On Thu, Sep 05, 2024 at 05:05:29PM +0200, Roberto Sassu wrote:
Good morning, I hope the week is starting well for everyone
Apologies for the delay in getting these thoughts out, scrambling to catch up on my e-mail backlog.
I looped Linus in, secondary to the conversations surrounding the PGP verification infrastructure in the kernel, given that the primary use case at this time appears to be the digest cache and his concerns regarding that use.
Our proposed TSEM LSM, most recent submission here:
https://lore.kernel.org/linux-security-module/20240826103728.3378-1-greg@enj...
Is a superset of IMA functionality and depends heavily on file checksums, hence our interest and reflections in your efforts with this.
From: Roberto Sassu roberto.sassu@huawei.com
Integrity detection and protection has long been a desirable feature, to reach a large user base and mitigate the risk of flaws in the software and attacks.
However, while solutions exist, they struggle to reach a large user base, due to requiring higher than desired constraints on performance, flexibility and configurability, that only security conscious people are willing to accept.
No argument here, inherent in better and more effective security architectures is better useability, pure and simple.
For example, IMA measurement requires the target platform to collect integrity measurements, and to protect them with the TPM, which introduces a noticeable overhead (up to 10x slower in a microbenchmark) on frequently used system calls, like the open().
The future for trusted systems will not be in TPM's, as unpopular a notion as that may be in some circles. They represent a design from a quarter century ago that struggles to have relevance with our current system architectures.
If a TPM is present, TSEM will extend the security coefficients for the root modeling namespace into a PCR to establish a root of trust that the rest of the trust orchestration system can be built on. Ours is a worst case scenario beyond IMA since there is a coefficient generated for each LSM call that is being modeled.

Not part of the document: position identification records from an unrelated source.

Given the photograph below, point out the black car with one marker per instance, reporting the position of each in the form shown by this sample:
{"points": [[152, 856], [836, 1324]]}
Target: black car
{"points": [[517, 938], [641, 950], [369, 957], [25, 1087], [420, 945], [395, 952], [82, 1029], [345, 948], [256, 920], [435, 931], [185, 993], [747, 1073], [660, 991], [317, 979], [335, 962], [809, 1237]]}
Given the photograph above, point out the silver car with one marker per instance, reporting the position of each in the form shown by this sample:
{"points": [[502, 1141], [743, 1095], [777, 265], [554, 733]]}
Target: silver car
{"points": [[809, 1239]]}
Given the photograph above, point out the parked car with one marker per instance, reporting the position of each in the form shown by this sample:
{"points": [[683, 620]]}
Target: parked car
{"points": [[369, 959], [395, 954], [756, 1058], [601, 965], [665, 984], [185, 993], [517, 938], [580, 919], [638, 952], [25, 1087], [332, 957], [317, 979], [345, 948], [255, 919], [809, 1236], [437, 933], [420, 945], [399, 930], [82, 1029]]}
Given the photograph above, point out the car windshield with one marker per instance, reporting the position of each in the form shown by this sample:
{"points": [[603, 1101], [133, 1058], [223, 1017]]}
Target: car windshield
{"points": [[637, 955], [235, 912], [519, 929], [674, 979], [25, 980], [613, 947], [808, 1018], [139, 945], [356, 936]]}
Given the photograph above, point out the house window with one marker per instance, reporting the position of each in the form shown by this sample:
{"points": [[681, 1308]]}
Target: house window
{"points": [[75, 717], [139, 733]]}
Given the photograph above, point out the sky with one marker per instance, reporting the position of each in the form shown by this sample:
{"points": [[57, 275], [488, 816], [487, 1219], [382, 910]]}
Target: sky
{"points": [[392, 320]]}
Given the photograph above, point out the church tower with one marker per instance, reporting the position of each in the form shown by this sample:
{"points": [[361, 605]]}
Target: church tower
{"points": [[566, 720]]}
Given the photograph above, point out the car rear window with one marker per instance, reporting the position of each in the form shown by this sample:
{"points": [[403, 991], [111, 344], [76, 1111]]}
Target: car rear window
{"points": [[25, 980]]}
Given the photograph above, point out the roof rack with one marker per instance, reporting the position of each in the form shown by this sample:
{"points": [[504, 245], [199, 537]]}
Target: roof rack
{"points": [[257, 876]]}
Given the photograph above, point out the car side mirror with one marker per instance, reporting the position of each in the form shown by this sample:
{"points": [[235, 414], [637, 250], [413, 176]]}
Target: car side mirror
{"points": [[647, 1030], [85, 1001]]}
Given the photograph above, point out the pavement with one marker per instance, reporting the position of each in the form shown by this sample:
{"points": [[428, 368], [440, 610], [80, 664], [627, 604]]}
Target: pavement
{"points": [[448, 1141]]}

We had to go to asynchronous updates through an ordered workqueue in order to have something less than abysmal performance, even with vTPM's running in a Xen hypervisor domain. This is without the current performance impacts being discussed with respect to HMAC based TPM session authentication.
IMA Appraisal currently requires individual files to be signed and verified, and Linux distributions to rebuild all packages to include file signatures (this approach has been adopted from Fedora 39+). Like a TPM, also signature verification introduces a significant overhead, especially if it is used to check the integrity of many files.
This is where the new Integrity Digest Cache comes into play, it offers additional support for new and existing integrity solutions, to make them faster and easier to deploy.
The Integrity Digest Cache can help IMA to reduce the number of TPM operations and to make them happen in a deterministic way. If IMA knows that a file comes from a Linux distribution, it can measure files in a different way: measure the list of digests coming from the distribution (e.g. RPM package headers), and subsequently measure a file if it is not found in that list.
The performance improvement comes at the cost of IMA not reporting which files from installed packages were accessed, and in which temporal sequence. This approach might not be suitable for all use cases.
That, in and of itself, is certainly not the end of the world.
With TSEM we offer the notion of the 'state' of a security namespace, which is the extension sum of the security coefficients after they have been sorted in natural (big-endian) hash order. In this model you know what files have been accessed but you do not have a statement on temporal ordering of access.
Given scheduling artifacts, let alone the almost absolute ubiquity of multi-core, the simple TPM/TCG linear extension model seems to struggle with respect to any relevancy as a security metric.
The Integrity Digest Cache can also help IMA for appraisal. IMA can simply lookup the calculated digest of an accessed file in the list of digests extracted from package headers, after verifying the header signature. It is sufficient to verify only one signature for all files in the package, as opposed to verifying a signature for each file.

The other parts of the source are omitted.